The approach is already revealing things that conventional measurements can't see. In experiments using the Boeing speed-bump geometry, a simplified shape designed to replicate airflow over high-lift wings, Manohar's tools uncovered a mechanism called amplitude modulation. A slow, meandering motion in the flow turns out to govern how energy is distributed among faster oscillating behaviors in the wake. Without the reconstructed data, that connection stays hidden.

These videos illustrate the temporal upsampling applied to turbulent separated flow over the Boeing Gaussian Bump (Particle Image Velocimetry data collected in the 3x3 tunnel). The flow is going from left to right over the bump and is separated off the surface. The left video filmed at 15 Hz looks like uncorrelated snapshots. The upsampled 2000 Hz video on the right shows the spatial evolution of the vortical structures much more clearly. We have slowed the video on the right down to highlight all of the details that the original version on the left could not show.

"These tools reveal hidden dynamics that cannot be observed directly with conventional measurements," Manohar explains.

Once a model is fully trained, the implications stretch further. Manohar's approach correlates expensive laser-based imaging with inexpensive wall-mounted pressure sensors, each costing around $50, that record the flow's surface imprint at high speed. After training, the cameras aren't needed anymore.

"You just have the sensors installed, run the experiment, and you have real-time video, effectively," he says.

That work is now extending into UWAL's Kirsten Wind Tunnel, where Manohar is collaborating with Boeing on a new high-lift wing model with other graduate students in emerging diagnostic techniques, including temperature-sensitive paint, which captures instantaneous surface signatures of airflow in real time.

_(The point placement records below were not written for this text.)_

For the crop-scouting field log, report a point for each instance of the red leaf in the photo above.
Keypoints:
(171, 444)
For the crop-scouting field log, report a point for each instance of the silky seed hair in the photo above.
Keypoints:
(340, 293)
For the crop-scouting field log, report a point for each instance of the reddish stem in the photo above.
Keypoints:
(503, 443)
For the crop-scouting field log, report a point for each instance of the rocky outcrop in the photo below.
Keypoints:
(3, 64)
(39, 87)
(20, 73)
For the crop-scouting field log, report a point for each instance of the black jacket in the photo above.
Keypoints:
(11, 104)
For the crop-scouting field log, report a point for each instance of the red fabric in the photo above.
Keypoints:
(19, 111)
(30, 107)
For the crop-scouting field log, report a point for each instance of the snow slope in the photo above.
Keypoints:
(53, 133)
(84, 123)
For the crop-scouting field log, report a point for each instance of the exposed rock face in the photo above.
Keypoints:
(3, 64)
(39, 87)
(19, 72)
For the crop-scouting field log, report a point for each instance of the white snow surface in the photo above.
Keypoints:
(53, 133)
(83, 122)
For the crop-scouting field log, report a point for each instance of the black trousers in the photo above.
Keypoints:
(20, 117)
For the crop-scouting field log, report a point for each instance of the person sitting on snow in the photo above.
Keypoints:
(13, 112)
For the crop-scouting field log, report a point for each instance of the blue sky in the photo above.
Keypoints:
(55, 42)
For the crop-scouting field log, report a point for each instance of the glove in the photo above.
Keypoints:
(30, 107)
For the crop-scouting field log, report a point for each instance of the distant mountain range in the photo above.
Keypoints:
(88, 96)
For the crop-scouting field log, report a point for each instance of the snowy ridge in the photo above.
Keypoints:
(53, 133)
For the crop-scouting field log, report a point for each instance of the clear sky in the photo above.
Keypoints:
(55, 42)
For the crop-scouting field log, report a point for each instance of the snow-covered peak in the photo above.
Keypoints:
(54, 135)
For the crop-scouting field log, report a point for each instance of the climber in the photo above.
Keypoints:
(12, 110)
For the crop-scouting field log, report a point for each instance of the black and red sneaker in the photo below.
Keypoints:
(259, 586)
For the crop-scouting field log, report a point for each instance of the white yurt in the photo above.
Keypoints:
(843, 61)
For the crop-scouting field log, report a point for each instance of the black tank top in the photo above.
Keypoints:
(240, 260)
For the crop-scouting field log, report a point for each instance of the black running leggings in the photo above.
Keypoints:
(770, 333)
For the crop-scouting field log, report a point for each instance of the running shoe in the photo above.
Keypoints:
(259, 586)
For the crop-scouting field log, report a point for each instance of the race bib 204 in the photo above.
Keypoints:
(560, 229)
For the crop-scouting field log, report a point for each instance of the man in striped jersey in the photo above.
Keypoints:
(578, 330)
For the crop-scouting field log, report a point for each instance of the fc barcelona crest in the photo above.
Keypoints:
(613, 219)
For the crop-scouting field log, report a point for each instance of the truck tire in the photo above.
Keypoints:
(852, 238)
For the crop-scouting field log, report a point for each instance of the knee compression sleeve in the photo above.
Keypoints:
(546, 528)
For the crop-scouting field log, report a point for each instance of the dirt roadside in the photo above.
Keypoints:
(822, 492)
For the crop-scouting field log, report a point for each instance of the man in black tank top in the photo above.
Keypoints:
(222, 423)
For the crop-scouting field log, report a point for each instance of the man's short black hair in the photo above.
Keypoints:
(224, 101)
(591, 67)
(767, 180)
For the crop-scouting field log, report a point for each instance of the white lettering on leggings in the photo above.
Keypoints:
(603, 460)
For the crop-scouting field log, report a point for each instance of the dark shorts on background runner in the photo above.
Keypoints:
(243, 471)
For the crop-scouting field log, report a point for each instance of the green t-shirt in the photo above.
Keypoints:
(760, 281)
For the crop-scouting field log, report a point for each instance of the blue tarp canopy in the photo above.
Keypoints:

Laser-based imaging of a wind section using planar particle image velocimetry (PIV) on a High-Speed Common Research Model (HS-CRM) in UWAL’s Kirsten Wind Tunnel. Manohar and his research team are preparing similar experiments that will combine this high-resolution PIV imaging with simultaneous wall-pressure sensing on a new high-lift model in collaboration with Boeing, including a temperature-sensitive paint campaign in the future.

Manohar’s faculty adviser Associate Research Professor Owen Williams says, "What makes Kevin's work distinctive is that he bakes the physical constraints into the model from the start, which is what gives us confidence that what we're seeing in the reconstructions is real and can be interpreted."

Manohar’s longer arc points to developing digital twins, virtual replicas of physical aircraft with enough fidelity to support real-time diagnostics and guide the design of cleaner, more resilient aircraft. Turbulent separated flows at the edge of the flight envelope are among the costliest problems in aircraft certification, consuming significant design time and requiring expensive large-scale wind tunnel tests. Better models mean better predictions earlier in the process and better results when the model finally does undergo testing in the wind tunnel.

"These techniques are very upstream in the design process," Manohar says, "and that's where they need to be for the biggest impact."

The Varanasi Endowed Fellowship was established by Rao (Ph.D ‘68) and Usha Varanasi (Ph.D. Chemistry ‘68) to help support A&A students with academic merit in our graduate program. The Varanasis are well-known at the UW for their service to our programs. In 2017, they were named UW Laureates. In 2019, Rao was named the A&A Distinguished Alumnus, and in 2022, the College jointly awarded them the Diamond Award for Distinguished Service.